Imbolc to Spring

Now introductions are done I can start the blog proper. Over the months I shall describe my training and mention anything of note that drifts my way. I shall also explain my beginnings, my fall into being a blimp, and my simple system of regaining health and fitness. For this you only need three things: honesty; hard work; and a desire to live.

2016 has meant an adjustment in jobs and a lot of travel. Most weeks I am in a different city, or town and the impact on my training seemed fatal. Last year I ran 1300 miles. This year I aim to run further – I have to condition my body to endurance running. The trouble was I tend to be programmed to run my familiar routes, so lacked discipline to run away from my base. Honesty – I was self conscious of running from large hotels. Desire to live – feck it, let them laugh (no one does). Hard work – I now run whilst away. The best trick is to do a little research and take in the sights. I carry a map and forget the watch. In Plymouth I ran around Mount Wise and looked across Drake Island, then along the Tamar to the Torpoint Ferry. In Cardiff a long run around Cardiff Bay. Swansea 6 miles in the drizzle to Mumbles and back. Eccles – 7 miles through the new Media City, around Old Trafford and back. The next week a 5 taking in Bangor Pier – wonderful standing in the centre of the Menai Straights! Last week, on an extended stay in Liverpool, I did two runs. The first a loop along Penny Lane to Strawberry Field which gave me acute nostalgia, so I ordered The Magical Mystery Tour album and dreamed of T-bar sandals and hot summers. The next day a run along the waterfront – 8 miles dodging turnstones and dirty fidos. Thus my midweek mileage is up and my geographic knowledge growing.

Imbolc is an old festival between the winter solstice and Spring Equinox. The evenings draw out and running in the dark can be rewarding.
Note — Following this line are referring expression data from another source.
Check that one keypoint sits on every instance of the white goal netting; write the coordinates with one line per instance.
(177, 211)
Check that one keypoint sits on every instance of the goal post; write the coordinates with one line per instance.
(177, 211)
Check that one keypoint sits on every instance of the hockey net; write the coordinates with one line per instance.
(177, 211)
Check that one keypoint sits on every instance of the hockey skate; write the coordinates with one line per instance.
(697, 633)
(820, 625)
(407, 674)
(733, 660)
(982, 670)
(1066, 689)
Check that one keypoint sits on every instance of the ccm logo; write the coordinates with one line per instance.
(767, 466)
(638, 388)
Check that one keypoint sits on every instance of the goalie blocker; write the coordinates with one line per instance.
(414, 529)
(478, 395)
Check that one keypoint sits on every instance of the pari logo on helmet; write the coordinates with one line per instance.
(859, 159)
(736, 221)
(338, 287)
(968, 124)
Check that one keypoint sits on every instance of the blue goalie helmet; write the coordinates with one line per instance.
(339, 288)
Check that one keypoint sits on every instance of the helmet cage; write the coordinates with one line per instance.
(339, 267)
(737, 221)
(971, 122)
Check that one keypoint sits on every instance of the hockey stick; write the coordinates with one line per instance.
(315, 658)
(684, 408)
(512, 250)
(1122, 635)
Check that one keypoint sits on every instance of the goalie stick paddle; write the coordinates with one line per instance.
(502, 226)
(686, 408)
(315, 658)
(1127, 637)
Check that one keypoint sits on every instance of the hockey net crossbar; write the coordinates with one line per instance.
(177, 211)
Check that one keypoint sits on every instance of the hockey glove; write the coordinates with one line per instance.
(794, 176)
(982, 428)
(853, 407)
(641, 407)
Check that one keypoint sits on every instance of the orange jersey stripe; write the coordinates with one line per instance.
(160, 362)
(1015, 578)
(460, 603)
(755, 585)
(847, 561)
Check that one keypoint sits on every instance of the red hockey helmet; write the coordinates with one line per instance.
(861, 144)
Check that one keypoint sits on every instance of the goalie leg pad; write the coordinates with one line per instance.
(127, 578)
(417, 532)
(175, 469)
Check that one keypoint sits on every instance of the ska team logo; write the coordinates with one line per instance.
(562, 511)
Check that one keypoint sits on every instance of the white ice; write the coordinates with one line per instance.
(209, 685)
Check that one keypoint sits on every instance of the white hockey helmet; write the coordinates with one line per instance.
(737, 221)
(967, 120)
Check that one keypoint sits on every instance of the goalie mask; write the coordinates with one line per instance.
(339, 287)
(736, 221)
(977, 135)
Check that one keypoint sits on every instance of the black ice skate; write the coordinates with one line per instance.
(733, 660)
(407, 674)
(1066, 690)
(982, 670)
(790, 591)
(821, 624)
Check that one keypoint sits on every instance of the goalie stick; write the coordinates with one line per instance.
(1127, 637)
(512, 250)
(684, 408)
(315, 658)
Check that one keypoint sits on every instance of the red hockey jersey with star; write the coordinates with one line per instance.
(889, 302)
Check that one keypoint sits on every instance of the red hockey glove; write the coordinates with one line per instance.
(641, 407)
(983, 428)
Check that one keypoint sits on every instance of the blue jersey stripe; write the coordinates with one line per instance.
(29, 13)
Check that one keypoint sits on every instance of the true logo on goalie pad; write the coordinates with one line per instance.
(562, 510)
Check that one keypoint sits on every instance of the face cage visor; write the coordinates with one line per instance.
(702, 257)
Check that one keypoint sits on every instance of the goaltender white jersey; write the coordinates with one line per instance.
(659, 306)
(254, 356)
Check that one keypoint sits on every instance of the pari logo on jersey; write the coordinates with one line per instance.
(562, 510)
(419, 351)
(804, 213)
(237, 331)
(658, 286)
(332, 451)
Running through the quiet village of Chidham a few evenings ago, my headlamp beam picked up the marching form of a determined male toad. I stopped and picked him up. Roads and toads do not mix well. He struggled, the strength of him a surprise, but such is the desire to find a large female somewhere close. Into the grass he went. He briefly gazed at me, shuffled round and set off due north through the grass. A dozen paces later, another, and the same ritual. Next day, in the light, there were no signs of flat toads, so I felt good. Spring moves quicker than the Reaper Man, so my pace will increase and he’ll slip further behind once more.